Vivimos en una era donde todo se comparte: lo que comemos, lo que pensamos, lo que sentimos y hasta con quién dormimos. Pero en medio de esa sobreexposición digital, está surgiendo una nueva tendencia: la de volver a lo íntimo. Guardar secretos está dejando de verse como algo sospechoso y recuperando su valor emocional y simbólico.
Un estudio de la Universidad de Columbia demostró que tener secretos no necesariamente nos hace sentir peor, siempre que esos secretos tengan un sentido personal y no estén ligados a culpa o vergüenza. De hecho, los secretos pueden ayudarnos a fortalecer la identidad, reflexionar más profundamente y establecer límites sanos.
En redes sociales, crece el fenómeno de la “vida fuera del feed”: personas que deciden no compartir todo, eliminar highlights de sus perfiles o incluso llevar relaciones amorosas enteras fuera del radar digital. No porque escondan algo, sino porque buscan conservar un espacio sagrado.

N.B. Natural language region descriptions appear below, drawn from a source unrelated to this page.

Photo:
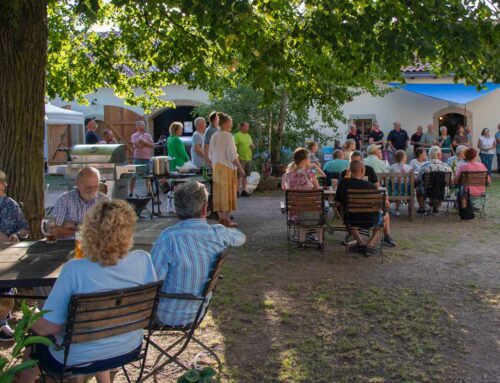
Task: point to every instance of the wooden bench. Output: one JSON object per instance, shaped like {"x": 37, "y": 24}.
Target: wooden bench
{"x": 400, "y": 188}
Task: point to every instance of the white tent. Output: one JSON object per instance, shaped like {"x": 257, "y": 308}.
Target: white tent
{"x": 59, "y": 116}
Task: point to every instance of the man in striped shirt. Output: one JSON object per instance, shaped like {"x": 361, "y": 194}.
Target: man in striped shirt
{"x": 185, "y": 253}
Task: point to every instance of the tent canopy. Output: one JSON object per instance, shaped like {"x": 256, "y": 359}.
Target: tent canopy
{"x": 59, "y": 116}
{"x": 456, "y": 93}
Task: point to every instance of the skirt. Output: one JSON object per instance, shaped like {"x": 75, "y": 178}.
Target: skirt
{"x": 225, "y": 185}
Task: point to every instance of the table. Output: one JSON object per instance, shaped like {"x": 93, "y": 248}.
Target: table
{"x": 33, "y": 264}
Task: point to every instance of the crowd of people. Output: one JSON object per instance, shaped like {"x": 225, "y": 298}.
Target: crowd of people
{"x": 185, "y": 253}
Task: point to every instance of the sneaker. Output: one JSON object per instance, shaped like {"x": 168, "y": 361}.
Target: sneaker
{"x": 388, "y": 241}
{"x": 6, "y": 333}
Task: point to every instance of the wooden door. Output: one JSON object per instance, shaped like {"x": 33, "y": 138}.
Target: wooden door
{"x": 122, "y": 122}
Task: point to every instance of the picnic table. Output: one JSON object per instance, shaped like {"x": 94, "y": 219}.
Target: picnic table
{"x": 33, "y": 263}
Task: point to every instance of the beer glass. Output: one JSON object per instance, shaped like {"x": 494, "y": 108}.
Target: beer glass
{"x": 49, "y": 230}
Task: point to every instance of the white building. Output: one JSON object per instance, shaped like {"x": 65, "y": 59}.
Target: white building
{"x": 427, "y": 100}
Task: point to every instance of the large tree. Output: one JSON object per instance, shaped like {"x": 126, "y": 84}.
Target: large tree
{"x": 316, "y": 51}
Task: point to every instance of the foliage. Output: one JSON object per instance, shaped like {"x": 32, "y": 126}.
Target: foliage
{"x": 9, "y": 367}
{"x": 246, "y": 104}
{"x": 206, "y": 375}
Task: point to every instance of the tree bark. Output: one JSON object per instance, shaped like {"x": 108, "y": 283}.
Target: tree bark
{"x": 276, "y": 156}
{"x": 23, "y": 57}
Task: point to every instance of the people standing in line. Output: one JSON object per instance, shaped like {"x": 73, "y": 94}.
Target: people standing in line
{"x": 313, "y": 148}
{"x": 143, "y": 145}
{"x": 349, "y": 147}
{"x": 398, "y": 138}
{"x": 497, "y": 139}
{"x": 109, "y": 137}
{"x": 468, "y": 134}
{"x": 244, "y": 146}
{"x": 354, "y": 135}
{"x": 184, "y": 254}
{"x": 458, "y": 159}
{"x": 374, "y": 159}
{"x": 91, "y": 137}
{"x": 486, "y": 145}
{"x": 175, "y": 147}
{"x": 376, "y": 136}
{"x": 416, "y": 137}
{"x": 419, "y": 160}
{"x": 429, "y": 138}
{"x": 226, "y": 165}
{"x": 197, "y": 152}
{"x": 444, "y": 142}
{"x": 460, "y": 138}
{"x": 213, "y": 128}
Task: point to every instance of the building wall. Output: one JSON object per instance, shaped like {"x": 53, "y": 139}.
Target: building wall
{"x": 105, "y": 96}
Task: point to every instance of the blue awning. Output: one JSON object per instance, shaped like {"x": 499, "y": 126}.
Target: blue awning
{"x": 456, "y": 93}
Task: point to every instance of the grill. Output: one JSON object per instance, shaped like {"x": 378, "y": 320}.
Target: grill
{"x": 110, "y": 160}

Culturalmente, los secretos también representan poder. No el poder de manipular, sino el de elegir. Elegir qué mostrar y qué no. Elegir cuándo, cómo y a quién contar las cosas importantes. En un mundo que premia la transparencia instantánea, reservarse algo se siente como una forma de autocuidado.
Así que si últimamente sientes que no quieres contarle al mundo lo que estás viviendo… no estás mal. Estás protegiendo lo tuyo. Y eso, hoy más que nunca, vale oro.